1. Field of the Invention
This invention relates to a novel oxide-type superconducting flat-shaped wire and a method of producing the flat-shaped wire, more particularly to an oxide-type superconducting flat wire having a composite cross-sectional structure composed of an oxide phase exhibiting a superconducting property and a metal phase, particularly having a very high critical current density.
The superconducting flat wire of this invention can be used as a coil for a rotor and stator of rotator, a coil for energy storage, a coil for a plasma vessel of nuclear fusion, a cable for power transmission and distribution, a coil for a transformer, a coil for a particle accelerator, a magnetic coil for MRI and NMR, a coil for an electron microscope, a magnetic coil for an atomic-absorption spectrometer, a coil for an rotor and stator of a motor for an electric car, automobile, elevator and escalator, and a magnetic coil for a linear motor car.
2. Description of Related Art
As a high-temperature superconducting material having a much higher superconducting transition temperature than that of prior art superconducting materials, a lanthanum-barium-copper oxide was discovered by Dr. J. G. Bednorz and Dr. K. A. Muller at the beginning of 1986, and then an yttrium--barium--copper oxide (hereinafter referred to as Y--Ba--C--O or YBaCuO), which has a transition temperature of about 90 K, was discovered by Dr. Chu of Houston University in U.S.A in the spring of 1987. Such discovery was made also in China and Japan at that time. These discoveries in succession are called the "revolution of superconductors". Nowadays, there are intensively made fundamental studies on the composition, crystal structure, properties and theory of superconducting materials, practical studies on methods of synthesizing the materials, on electronic or power electrical applications of the materials and further on research or development of new materials exhibiting superconducting transition at room temperature or at a higher temperature.
In these studies, research and development, a technique of shaping the high-temperature superconducting materials occupies a position as an elementary technique in power electrical applications such as a superconducting magnet. In prior art superconducting alloys or chemical compounds, it is known that the cross section of the shaped article is constituted by a composite phase of a superconducting phase and a metal phase. The metal phase functions as a supporter for a superconducting material while the material is being plastically worked in a long article and heat treated, as a strength-holding means during or after coiling of a superconducting wire, or as a stabilizer against the superconducting-to-normal transition in applying electric current to the article.

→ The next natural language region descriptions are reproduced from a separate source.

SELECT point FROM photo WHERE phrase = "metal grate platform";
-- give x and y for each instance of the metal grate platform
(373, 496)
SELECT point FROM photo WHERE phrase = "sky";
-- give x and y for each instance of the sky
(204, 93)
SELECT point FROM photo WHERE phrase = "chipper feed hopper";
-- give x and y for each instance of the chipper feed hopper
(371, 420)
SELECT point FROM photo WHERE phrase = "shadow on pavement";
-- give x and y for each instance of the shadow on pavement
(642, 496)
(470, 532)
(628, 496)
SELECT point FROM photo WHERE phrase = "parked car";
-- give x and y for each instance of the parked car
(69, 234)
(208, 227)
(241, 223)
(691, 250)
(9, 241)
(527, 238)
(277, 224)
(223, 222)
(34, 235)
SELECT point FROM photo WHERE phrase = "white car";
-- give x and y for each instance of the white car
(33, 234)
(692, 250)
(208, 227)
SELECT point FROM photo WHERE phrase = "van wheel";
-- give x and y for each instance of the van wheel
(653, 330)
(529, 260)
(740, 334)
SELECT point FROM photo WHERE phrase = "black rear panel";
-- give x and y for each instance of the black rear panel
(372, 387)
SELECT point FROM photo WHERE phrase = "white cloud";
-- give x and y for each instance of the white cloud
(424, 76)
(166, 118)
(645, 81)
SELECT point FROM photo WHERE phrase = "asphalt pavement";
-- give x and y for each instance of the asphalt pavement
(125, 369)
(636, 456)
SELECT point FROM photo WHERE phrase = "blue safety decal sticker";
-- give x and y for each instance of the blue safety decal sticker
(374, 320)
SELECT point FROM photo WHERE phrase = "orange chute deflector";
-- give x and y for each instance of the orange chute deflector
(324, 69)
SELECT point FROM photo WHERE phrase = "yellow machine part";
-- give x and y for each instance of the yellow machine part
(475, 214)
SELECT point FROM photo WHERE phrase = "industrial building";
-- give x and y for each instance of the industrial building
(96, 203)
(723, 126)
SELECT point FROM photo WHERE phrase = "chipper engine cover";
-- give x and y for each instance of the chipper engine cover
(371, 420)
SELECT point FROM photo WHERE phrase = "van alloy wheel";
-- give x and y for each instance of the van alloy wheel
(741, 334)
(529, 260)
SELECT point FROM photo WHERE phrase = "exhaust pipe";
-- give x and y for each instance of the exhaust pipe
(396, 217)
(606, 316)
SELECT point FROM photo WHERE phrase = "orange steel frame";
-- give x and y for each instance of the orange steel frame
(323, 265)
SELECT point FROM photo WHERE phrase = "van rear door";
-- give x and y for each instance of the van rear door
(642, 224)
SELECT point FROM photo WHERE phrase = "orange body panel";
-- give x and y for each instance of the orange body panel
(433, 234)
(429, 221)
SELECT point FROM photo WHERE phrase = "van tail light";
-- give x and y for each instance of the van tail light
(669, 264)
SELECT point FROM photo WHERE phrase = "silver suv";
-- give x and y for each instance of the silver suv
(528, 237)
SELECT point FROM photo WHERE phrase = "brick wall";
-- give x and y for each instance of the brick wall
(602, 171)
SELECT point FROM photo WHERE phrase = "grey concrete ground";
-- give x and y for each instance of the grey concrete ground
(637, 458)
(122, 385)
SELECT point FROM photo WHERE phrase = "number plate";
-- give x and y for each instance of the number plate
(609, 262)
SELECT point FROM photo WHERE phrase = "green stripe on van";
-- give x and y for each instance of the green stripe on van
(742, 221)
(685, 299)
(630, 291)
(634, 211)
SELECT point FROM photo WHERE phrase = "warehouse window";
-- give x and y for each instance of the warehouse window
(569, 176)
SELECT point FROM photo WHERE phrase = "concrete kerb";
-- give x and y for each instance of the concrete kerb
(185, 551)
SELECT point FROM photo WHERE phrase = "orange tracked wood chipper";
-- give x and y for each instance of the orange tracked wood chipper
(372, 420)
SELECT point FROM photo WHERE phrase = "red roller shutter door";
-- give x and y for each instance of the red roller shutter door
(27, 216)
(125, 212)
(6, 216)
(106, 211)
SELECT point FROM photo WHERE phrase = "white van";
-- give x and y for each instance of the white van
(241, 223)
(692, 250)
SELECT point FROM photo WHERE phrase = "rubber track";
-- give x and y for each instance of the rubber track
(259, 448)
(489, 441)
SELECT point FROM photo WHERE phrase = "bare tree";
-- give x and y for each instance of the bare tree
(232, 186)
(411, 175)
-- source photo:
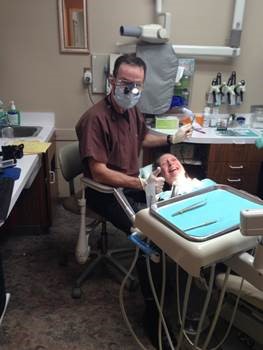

As regards the production of oxide-type superconducting wires, possibilities of materials as a wire-constituting metal phase (hereinafter referred to as a metal sheath), methods of plastically working to realize wire-shaped articles and tried methods of heat treating the wire-shaped articles have been reported by, for example, newspapers, Nihon-Keizai Shimbun dated Mar. 4, 1987 and Apr. 3, 1987 and "New Superconductors--State of Development and Applications Thereof", published Nikkei-McGraw-Hill on Jun. 15, 1987. These wire-shaped articles have a critical current density of only at most several hundred amperes per square centimenter.
As mentioned above, the oxide-type superconducting wires already developed have a critical current density of at least two figures lower than the current density industrially required. Furthermore, no structure of wires to raise the critical current density of the wires has yet been sufficiently known.